You should make sure that the directory names end in "/" and that the prefix name ends in "_". 

## How to run it

It is always good to check that the pipeline will run and will do what you think it will before you actually run this. To do this, run Snakemake with the dry run option (`-n`). I like to output the results to a file so I can look at them later:

```
snakemake -n > plan.txt
```

This will either give you an error if something is wrong (for example maybe one of your files is missing) or it will print out a list of all the jobs it will run. If this runs without error and looks as you expect you are ready to run the pipeline. 

I prefer to submit the pipeline from an `sinteractive` session on a compute node. This makes it easy to kill in the middle if I want to by terminating the session. If you do this, make sure to log on to start the session with the `screen` command. This will let you "detatch" the session so that it keeps running even when the window is closed.
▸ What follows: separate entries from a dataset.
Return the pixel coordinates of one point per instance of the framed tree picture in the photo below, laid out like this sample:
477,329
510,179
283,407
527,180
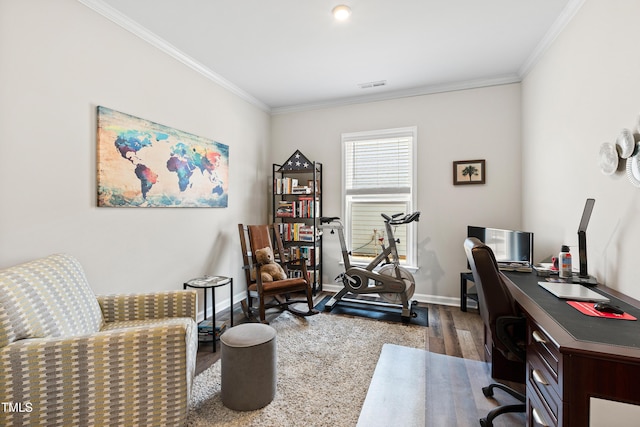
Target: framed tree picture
469,172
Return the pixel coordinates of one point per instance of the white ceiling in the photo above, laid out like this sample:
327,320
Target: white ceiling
284,55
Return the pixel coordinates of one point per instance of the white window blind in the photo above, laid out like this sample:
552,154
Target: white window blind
380,165
378,177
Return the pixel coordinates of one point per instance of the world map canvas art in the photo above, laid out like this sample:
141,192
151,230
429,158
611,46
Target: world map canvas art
145,164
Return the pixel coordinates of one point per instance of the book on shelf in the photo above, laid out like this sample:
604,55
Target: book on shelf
297,231
309,253
285,209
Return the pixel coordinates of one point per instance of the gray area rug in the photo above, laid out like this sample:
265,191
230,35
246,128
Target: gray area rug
325,366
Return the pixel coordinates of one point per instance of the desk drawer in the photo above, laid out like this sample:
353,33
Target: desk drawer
539,343
538,415
541,382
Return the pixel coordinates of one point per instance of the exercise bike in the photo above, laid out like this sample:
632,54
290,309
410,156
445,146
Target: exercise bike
392,282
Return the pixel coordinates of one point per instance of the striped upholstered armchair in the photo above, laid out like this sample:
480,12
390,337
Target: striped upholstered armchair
69,358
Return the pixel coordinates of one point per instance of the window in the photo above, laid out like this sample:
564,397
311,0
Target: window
378,177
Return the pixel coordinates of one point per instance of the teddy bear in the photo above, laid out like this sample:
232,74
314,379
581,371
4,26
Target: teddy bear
269,270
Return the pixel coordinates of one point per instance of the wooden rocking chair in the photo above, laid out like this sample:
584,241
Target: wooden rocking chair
252,238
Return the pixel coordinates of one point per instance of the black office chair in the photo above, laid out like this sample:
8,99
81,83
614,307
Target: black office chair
500,316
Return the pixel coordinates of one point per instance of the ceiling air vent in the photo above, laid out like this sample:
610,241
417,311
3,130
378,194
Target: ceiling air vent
372,84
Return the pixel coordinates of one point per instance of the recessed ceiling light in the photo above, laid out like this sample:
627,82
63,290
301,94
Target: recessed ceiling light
341,12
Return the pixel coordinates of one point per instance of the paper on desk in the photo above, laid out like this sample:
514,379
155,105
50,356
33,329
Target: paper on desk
587,308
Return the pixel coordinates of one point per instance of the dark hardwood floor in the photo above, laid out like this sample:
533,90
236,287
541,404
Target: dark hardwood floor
451,332
453,398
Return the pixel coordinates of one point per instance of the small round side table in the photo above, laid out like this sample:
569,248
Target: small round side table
212,282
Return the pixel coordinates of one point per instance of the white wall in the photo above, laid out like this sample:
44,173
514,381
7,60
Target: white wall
582,93
464,125
59,60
You can use a command like

```
screen sinteractive --account pi-mstephens --partition mstephens  --mem 5G --time 4-00:00:00
```

This starts an `sinteractive` session on the `mstephens` partition that will run for 4 days (unless you kill it early) and will be allotted 5G of memory. 

Next run Snakemake using

```
nohup ./run-snakemake.sh & 
```

The `nohup` and `&` parts make sure that the command keeps running when the window is closed. You might need to give `run-snakemake.sh` executable permissions using `chmod a+x run-snakemake.sh`. 

When this is submitted, Snakemake will run and will take care of submitting jobs to the cluster. Log files will be written to a subdirectory called `log`. You can see output as it runs in `nohup.out` (unless you redirect to another output file using `nohup ./run-snakemake.sh > myfile.out & `. 

You can detatch your screen session using Ctrl-d.